Geçtiğimiz haftalarda, Murathan Mungan, sosyal medyada gazetecilikle ilgi önemli bir noktaya dikkat çekmişti. Mungan, George Orwell'in "Gazetecilik, birilerinin basılmasını istemediği şeyi yayımlayabilmektir. Geri kalan her şey halkla ilişkilerdir" sözünü paylaşmıştı. Orwell'in gazetecilik için o dönemde yaptığı tanımlama belli bir dönemle sınırlı değildir. İktidarlar var olduğu müddetçe birileri 'rahatsız edici' haberler, yazılar yayımlayacak; birileri de suya sabuna dokunmayacak ya da kendisine verilen talimatları yerine getirecektir.

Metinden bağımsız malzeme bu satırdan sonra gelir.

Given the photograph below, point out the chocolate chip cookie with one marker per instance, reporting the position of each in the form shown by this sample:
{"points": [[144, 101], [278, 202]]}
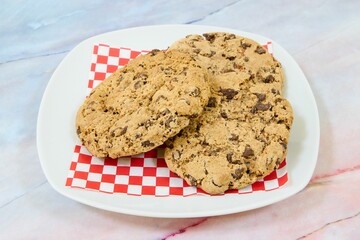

Dünden bugüne gazetecilik bu iki ayrı çizgi üzerinden gitmiştir. Bir yandan İktidardan yana 'haber' yapanlar, gerçekleri çarpıtanlar ya da gerçeklerin üstünü örtenler; diğer yandan gerçekleri yansıtabilmek için bedel ödeyenler.

Günümüzde gazetecilik ağır sınavdan geçiyor. Özellikle demokrasinin olmadığı, hukukun işlemediği Türkiye'de gazetecilik yapmak neredeyse imkansız hale geldi. Gerçekleri yazan gazeteciler hapishanelere kapatılıyor, mahkeme kapılarında süründürülüyor, vuruluyor. Ancak ağır bedellere rağmen gazetecilik yapmak isteyenler duruşlarından taviz vermiyor. Çok yakın zamanda, Gezi direnişinde buna tanıklık etmedik mi?

Geçen sene İstanbul'da başlayan Gezi Parkı eylemi topyekûn bir ayaklanmaya dönüşürken, gazeteciler de bu direnişin bir parçası oldu. "Gazeteciyim" diyenler, halkın taleplerini, dalga dalga büyüyen direnişi ve polis şiddetini olduğu gibi yansıtmak için az çabalamadı, az bedel ödemedi. Görüntü almak isteyen gazeteciler polis tarafından darp edildi, ellerinden makinaları alındı, gözaltına alındı. Ama gazeteciler yılmadı, hayatları pahasına da olsa gerçekleri yansıtmanın peşinden koştu. Polis şiddeti nedeniyle gözünü kaybeden meslektaşlarımız oldu.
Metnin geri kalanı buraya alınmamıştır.